When the Huskers fire a coach or need to fund a big stadium renovation, they don’t need to turn to the chancellor or ask donors to bankroll the changes.
The athletic department maintains millions in a reserve fund that has historically provided the flexibility it needs to cover big-ticket items, such as the $7.9 million it now owes to fired Husker coach Bo Pelini. The total balance has not been made public, and the athletic department and the University of Nebraska Foundation declined to answer questions Monday about the fund, aside from noting that it’s not taxpayer money.
The reserve fund puts Nebraska, one of a handful of athletic departments in the country that are entirely self-funded, in the position to say that “resources are not the question here at Nebraska,” as Athletic Director Shawn Eichorst put it during his press conference Sunday.
It’s not unusual for teams in power conferences to have millions in reserves, said Chad McEvoy, professor of sports management at Syracuse University and editor of Case Studies in Sport Management. But McEvoy was surprised to see Nebraska absorbing up to $12 million for Pelini and other coaches’ contracts without flinching.
“Most athletic department budgets include reserve funds, although I am not familiar with many programs that would have 10-plus-million dollars sitting in such a fund for this kind of expenditure,” McEvoy said. “Even for the five major conferences, that strikes me as a lot.”
At the University of Florida, where coach Will Muschamp was fired this season, the $2 million a year owed to him will come from department reserves, said university spokesman Steve McClain. When Tennessee fired Derek Dooley in 2012 while still making severance payments to previous coach Phil Fulmer, according to media reports, the university’s athletic department temporarily stopped giving money back to the academic side until it was on better financial footing.
Brian Hastings, president of the University of Nebraska Foundation, didn’t return a call for comment. Foundation spokeswoman Dorothy Endacott referred questions to the Husker athletic department and said she didn’t know which fund would be used to pay Pelini.
NU spokeswoman Chris Anderson declined an interview request and said in an email that “University of Nebraska Department of Athletics’ operating reserves will be utilized.” She noted that the department doesn’t receive any state money.
In past interviews, athletic department officials said similar buyouts were covered by a reserve fund held by the NU Foundation.
Former Athletic Director Tom Osborne said in 2010 that about $15 million was deposited in the reserve fund each year from ticket premiums and that the accrued stockpile allowed the athletic department to cover budget shortfalls and buyouts.
Season ticket holders must give anywhere from $150 to $2,500 annually, depending on the seat, to renew seats each year. Potential ticket holders hoping to come off the wait list are ranked according to how much they’re willing to commit to donating annually and their past giving, according to the foundation.
The fund was used to buy out former coach Bill Callahan and former athletic director Steve Pederson in 2007. The University of Nebraska-Lincoln also tapped the reserves to cover $7.2 million of the $9.2 million penalty it paid to move from the Big 12 to the Big Ten Conference in 2011.
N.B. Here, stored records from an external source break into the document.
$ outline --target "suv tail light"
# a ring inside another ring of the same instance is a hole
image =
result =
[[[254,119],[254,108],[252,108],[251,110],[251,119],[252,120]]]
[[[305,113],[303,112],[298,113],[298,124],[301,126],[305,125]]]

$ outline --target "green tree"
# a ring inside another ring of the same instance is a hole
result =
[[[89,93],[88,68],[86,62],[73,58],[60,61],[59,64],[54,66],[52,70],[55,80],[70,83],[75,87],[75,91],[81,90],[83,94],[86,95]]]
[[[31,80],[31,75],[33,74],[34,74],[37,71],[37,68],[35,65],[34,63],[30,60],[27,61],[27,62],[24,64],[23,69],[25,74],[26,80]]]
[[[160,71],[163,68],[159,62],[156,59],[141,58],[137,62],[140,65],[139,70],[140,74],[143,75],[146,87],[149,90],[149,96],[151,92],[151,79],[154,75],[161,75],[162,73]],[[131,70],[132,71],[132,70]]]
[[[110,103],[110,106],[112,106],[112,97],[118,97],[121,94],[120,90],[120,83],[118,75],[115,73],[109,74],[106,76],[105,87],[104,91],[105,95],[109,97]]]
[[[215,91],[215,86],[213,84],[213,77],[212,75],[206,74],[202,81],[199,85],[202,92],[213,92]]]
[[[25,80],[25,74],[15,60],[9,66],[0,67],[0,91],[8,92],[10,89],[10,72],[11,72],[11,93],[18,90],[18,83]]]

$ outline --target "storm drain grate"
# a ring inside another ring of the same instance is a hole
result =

Even after those big-ticket items, the Huskers took $25 million more from the fund to jump-start Memorial Stadium’s East Stadium expansion, completed last year.
Nebraska is one of seven Division I schools whose athletic department weren’t subsidized last year, according to data compiled by USA Today, and athletics typically shares some revenue with the rest of the university. UNL spokesman Steve Smith said the athletic department has budgeted $4.5 million to give to academics this fiscal year.